The report, which does not constitute a formal change to official Catholic doctrine, was published to mark the 50th anniversary of the close of a landmark Vatican Council that attempted to draw a line under centuries of persecution of Jews based on Catholic teaching.

The council, widely known as Vatican II, disowned the concept of collective Jewish responsibility for the crucifixion of Jesus, decried anti-Semitism and emphasized the shared heritage of the two faiths.

Relations between the two faiths have warmed steadily since then, and were helped by a 1998 report from the same commission that called on Catholics to repent for their failure to do more to prevent the Holocaust while stopping short of blaming the Church as an institution for its silence under the leadership of wartime pope Pius XII.

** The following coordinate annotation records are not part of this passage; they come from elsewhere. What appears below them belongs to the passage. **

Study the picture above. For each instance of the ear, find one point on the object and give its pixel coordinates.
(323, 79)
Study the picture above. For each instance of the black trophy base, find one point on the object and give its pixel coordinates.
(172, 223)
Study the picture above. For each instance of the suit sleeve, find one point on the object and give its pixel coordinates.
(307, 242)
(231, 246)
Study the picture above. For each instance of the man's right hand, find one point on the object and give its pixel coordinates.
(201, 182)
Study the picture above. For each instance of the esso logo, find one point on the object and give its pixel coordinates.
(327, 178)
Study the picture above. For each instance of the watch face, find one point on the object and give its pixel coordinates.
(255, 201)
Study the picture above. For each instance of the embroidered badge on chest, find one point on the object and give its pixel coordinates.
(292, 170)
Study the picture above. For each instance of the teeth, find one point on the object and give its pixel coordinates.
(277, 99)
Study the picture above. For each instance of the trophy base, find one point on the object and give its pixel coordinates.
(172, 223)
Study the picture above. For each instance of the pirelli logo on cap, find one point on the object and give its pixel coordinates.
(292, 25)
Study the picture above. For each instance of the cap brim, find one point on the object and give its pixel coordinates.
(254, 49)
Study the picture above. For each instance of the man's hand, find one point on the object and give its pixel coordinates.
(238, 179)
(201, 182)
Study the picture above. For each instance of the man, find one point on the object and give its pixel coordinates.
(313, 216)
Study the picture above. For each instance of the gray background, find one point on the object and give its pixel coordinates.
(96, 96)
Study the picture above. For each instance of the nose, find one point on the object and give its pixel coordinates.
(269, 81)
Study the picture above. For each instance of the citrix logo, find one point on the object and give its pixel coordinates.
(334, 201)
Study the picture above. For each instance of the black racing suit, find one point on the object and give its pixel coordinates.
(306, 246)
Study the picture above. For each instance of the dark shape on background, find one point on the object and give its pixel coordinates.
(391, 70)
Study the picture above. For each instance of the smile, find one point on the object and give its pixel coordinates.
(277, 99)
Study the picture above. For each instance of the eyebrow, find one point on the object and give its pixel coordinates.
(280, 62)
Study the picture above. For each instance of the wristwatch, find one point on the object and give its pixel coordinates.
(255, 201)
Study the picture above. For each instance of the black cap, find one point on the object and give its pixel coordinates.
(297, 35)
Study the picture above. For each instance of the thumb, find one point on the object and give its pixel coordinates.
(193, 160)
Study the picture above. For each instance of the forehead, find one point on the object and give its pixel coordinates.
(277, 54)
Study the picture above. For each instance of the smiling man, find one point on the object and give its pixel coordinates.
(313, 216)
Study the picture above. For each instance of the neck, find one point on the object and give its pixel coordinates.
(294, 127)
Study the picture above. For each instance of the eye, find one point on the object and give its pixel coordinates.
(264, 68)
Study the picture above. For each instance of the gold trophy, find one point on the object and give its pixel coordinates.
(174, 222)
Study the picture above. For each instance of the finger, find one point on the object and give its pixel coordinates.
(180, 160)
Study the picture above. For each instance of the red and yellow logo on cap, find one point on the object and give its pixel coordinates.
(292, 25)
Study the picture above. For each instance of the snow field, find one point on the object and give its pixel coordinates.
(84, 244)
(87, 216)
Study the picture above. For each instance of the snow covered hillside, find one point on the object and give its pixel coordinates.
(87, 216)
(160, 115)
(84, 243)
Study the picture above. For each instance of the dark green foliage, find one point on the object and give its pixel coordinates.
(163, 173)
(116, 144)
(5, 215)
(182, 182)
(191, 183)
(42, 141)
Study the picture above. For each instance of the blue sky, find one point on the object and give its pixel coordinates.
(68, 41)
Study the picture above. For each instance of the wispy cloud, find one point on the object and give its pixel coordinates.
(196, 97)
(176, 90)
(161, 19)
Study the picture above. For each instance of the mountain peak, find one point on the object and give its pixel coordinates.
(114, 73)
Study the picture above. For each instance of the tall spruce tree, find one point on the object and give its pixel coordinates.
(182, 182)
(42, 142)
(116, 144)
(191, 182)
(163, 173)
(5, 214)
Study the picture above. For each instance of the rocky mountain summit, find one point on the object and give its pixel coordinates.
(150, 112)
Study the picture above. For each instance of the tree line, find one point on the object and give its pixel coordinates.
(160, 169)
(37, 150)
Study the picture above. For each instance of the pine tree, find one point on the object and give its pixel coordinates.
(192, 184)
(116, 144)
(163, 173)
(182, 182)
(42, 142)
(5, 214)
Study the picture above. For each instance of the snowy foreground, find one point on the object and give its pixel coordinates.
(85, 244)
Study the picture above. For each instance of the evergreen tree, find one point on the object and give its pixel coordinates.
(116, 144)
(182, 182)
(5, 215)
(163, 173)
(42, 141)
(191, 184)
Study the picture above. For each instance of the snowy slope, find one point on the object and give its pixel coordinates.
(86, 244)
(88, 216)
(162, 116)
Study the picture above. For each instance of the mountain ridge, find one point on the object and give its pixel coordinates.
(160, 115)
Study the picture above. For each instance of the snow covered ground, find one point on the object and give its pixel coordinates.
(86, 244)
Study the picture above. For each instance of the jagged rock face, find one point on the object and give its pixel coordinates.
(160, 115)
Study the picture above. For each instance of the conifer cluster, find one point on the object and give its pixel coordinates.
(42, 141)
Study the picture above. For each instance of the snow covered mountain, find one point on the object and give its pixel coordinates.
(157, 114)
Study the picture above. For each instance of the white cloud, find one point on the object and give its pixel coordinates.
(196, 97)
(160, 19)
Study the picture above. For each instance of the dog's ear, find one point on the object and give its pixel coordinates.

Catholic-Jewish relations have been bolstered by the election of the current pope, Francis, who has a long-standing friendship with Argentinian rabbi Abraham Skorka, with whom he jointly published a book of conversations about issues of ethics, morality and faith.

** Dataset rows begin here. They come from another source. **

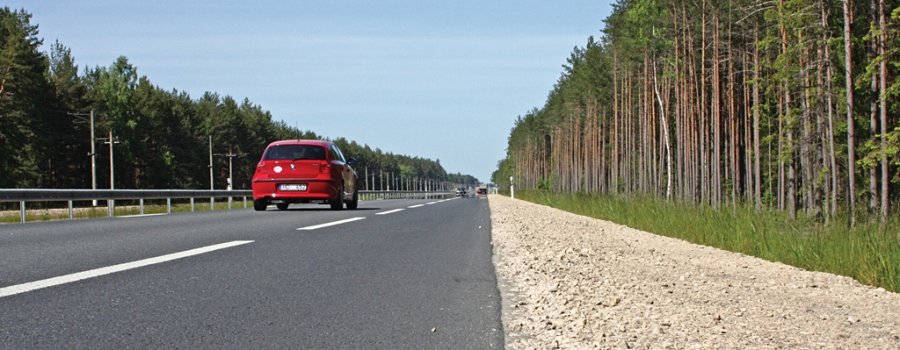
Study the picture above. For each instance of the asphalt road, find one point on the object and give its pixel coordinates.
(416, 278)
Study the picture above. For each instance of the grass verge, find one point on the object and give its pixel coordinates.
(870, 253)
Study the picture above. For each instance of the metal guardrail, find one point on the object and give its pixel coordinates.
(22, 196)
(375, 195)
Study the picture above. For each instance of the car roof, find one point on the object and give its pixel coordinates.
(322, 143)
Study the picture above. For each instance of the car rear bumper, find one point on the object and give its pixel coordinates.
(316, 189)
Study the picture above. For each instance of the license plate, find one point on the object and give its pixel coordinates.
(292, 187)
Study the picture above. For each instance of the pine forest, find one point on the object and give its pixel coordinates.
(785, 105)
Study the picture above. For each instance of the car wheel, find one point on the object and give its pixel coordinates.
(353, 203)
(338, 203)
(260, 204)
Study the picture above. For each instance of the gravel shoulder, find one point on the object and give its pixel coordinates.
(573, 282)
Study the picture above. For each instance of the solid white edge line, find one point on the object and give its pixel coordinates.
(389, 211)
(314, 227)
(140, 215)
(55, 281)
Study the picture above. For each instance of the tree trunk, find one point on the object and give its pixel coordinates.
(885, 167)
(665, 125)
(851, 142)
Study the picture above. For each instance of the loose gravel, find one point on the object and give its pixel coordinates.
(574, 282)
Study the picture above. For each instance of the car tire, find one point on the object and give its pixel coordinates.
(260, 204)
(338, 203)
(354, 203)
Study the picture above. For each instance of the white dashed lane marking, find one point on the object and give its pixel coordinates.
(55, 281)
(315, 227)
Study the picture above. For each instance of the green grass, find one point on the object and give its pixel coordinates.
(870, 253)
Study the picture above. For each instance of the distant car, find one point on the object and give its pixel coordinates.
(304, 171)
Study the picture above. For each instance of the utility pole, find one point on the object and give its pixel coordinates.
(230, 156)
(93, 154)
(111, 204)
(112, 172)
(211, 185)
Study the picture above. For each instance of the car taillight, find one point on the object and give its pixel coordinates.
(325, 167)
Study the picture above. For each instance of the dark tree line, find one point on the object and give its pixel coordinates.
(162, 137)
(785, 104)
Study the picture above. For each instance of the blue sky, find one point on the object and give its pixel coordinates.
(437, 79)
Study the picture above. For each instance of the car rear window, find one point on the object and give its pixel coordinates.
(295, 152)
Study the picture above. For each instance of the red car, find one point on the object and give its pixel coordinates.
(304, 171)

He is due to become the third pope to visit Rome’s main synagogue when he meets members of the Italian capital’s Jewish community on January 17.

The synagogue is located just across the River Tiber from the Vatican, in an area still known as the Ghetto where, under the orders of Francis’s predecessors, Jews were confined for more than three centuries until their emancipation at the end of the 19th century.

Rabbi David Rosen, The American Jewish Committee’s international director of interreligious affairs, welcomed the new Vatican document.

“The new ‘Reflection’ document clearly repudiates replacement or supersessionist theology; and expresses an increasing appreciation and respect for Jewish self-understanding, reflected in recognizing the place of Torah in the life of the Jewish people,” Rosen said in a statement.

However, Rosen expressed disappointment the document failed to acknowledge “the centrality that the Land of Israel plays in the historic and contemporary religious life of the Jewish people,” and the groundbreaking role the Vatican II Council played in establishing diplomatic relations between the Vatican and Israel.